I pause on invalidated because that's such a strong word. Not counting is duly a strong concept, not to get stuck on vocabulary. I'd like to believe that intent would have something to do with it, so if someone put something in their mouth or ate it accidentally and were not, say, sneaking food while no one was watching, that a pure intention for fasting would supersede the accidental ingestion.
I don't know, but I don't care to look up fatawa on the subject because those things are often traumatizing for me.
My mentor in residency preached self-compassion for physicians as we trialed the very restrictive elimination diet. For three weeks, we eliminated major foods that are often the culprits of food sensitivities through leaky gut pathophysiology -- corn, gluten, dairy, eggs, peanuts, sugar, artificial sweeteners, red meat, oranges/grapefruits, vegetable oils -- effectively reducing us to a home-cooked diet. We had to be abstinent from these food groups for three weeks in order to reduce the inflammation in our guts enough to trial the possibly offending foods. For example, no seasoned salt, as it has both corn starch and sugar in it. Even with these restrictions necessary to make this health experiment work, she implored us to practice self-compassion if we slipped up in our diets midway.
I scoffed at that recommendation. I fasted Ramadan for over a decade and dietary restrictions were my way of life. It was easy for me to adhere to the strict diet.
In the end, I had no food sensitivities besides gluten making me really low energy, but I've approached every other diet I've had with a self-compassion script, and its made it even easier.
The Islam I learned is often devoid of a self-compassion script. Or, if there is a self-compassion script, there is often a caveat. It is human to err--but you erred, so you have to make up that whole day again. Sorry.

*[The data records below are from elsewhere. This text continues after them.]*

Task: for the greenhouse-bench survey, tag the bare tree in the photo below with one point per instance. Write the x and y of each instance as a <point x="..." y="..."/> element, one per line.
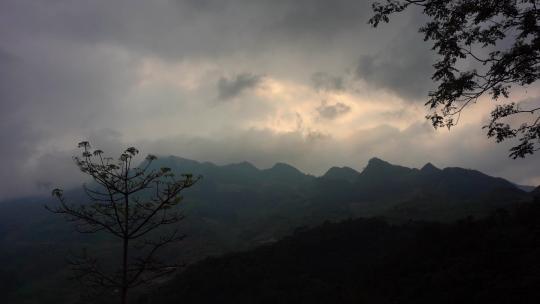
<point x="129" y="203"/>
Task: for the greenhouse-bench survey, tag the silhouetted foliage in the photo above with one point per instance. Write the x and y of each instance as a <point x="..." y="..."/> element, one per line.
<point x="503" y="37"/>
<point x="129" y="203"/>
<point x="493" y="260"/>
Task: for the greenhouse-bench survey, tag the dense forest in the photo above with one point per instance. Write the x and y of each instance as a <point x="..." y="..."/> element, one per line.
<point x="490" y="260"/>
<point x="238" y="207"/>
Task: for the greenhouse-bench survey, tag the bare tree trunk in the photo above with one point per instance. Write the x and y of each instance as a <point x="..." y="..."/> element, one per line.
<point x="124" y="272"/>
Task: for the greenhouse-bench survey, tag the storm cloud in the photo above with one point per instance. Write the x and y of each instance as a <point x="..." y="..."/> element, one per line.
<point x="147" y="73"/>
<point x="230" y="88"/>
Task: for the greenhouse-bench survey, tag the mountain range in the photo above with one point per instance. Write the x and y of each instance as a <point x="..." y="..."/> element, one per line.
<point x="238" y="206"/>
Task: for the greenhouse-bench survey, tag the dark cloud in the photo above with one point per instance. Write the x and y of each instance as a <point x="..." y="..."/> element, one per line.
<point x="229" y="88"/>
<point x="71" y="70"/>
<point x="403" y="67"/>
<point x="325" y="82"/>
<point x="332" y="111"/>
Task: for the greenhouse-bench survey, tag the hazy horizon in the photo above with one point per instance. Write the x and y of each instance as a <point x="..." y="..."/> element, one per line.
<point x="308" y="83"/>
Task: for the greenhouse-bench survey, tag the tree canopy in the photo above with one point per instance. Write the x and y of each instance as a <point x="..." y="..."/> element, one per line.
<point x="130" y="203"/>
<point x="501" y="38"/>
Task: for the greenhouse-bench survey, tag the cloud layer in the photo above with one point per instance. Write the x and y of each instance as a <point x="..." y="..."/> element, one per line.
<point x="148" y="73"/>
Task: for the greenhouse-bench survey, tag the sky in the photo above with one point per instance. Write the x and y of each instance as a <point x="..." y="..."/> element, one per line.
<point x="305" y="82"/>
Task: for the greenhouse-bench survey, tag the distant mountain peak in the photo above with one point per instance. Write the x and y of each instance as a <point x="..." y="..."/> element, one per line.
<point x="344" y="173"/>
<point x="429" y="168"/>
<point x="284" y="168"/>
<point x="377" y="161"/>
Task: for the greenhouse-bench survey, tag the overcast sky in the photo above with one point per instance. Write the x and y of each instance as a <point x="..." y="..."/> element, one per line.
<point x="306" y="82"/>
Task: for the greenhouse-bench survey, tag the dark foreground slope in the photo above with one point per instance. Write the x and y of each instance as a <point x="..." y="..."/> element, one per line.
<point x="493" y="260"/>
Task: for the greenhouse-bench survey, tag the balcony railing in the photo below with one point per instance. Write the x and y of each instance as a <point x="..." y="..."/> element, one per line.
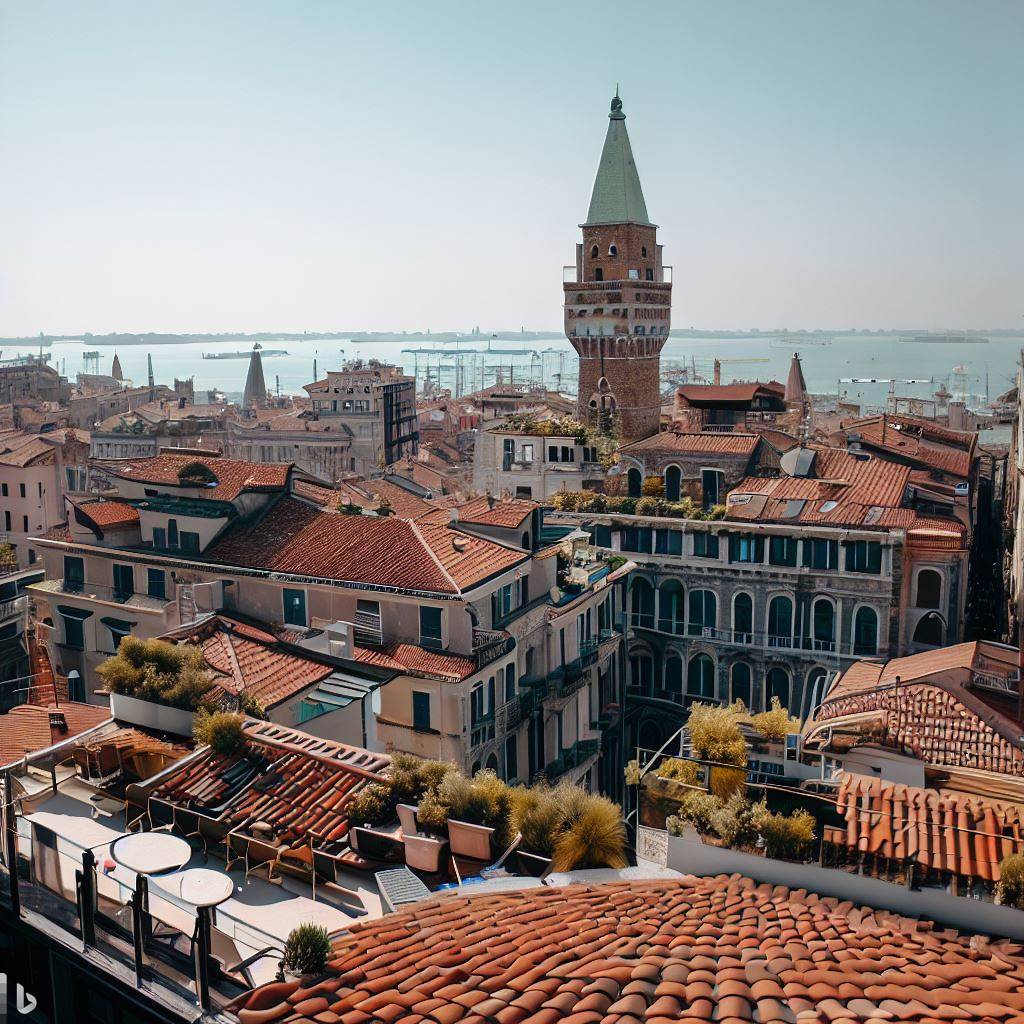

Of course, the fasting SNAFU was not everything. It was the turning point, the moment of recognition, the catalyst. It helped me to intellectualize what I has been evolving over the last 4 years, from the time I was still a fourth year medical student in Boston attending those conferences on woman and African American Muslims. This reminds me of my father, who, in his last attempts to convert me to Christianity 2 years ago, told me that Islam was a religion devoid of love. That Christianity taught love more than Islam did. I argued him down with Qur'anic citations of my own, but at the end of the day, while Islam is not devoid of love and compassion, the individual practice of Islam is many times lacking.
Again, I can only speak for my own, what I saw modeled, what I was exposed to. Others may identify, some may not. Feel free to counter me.
The Islam I learned was full of judgments, shaming and guilting from human beings. The Islam I learned was rigorous and sometimes unforgiving. A lot of my practice was based on God's obligation, not God's love.
And I know, God obliges us because God loves us, but obligation is heavy.
Obligation is heavy, invalidation is heavy. Both of those terms feel punitive.
Obligatory or what? Obligatory or you will be remote from God's mercy and excluded from Jannah? This does not breed self-compassion. It breeds self-critique and self-judgment.
To which someone may say, yes, self-critique is necessary. It's crucial to keep someone on the straight way. Whereas I feel like we kill our souls a little bit with that.
This is not my announcement of leaving the faith. As long as I believe in one God and submit to God, I will always be Muslim. That has not changed. I just find the level of self-compassion that I am currently living in my life at odds with my practice of Islam, and I've decided that the latter has to change.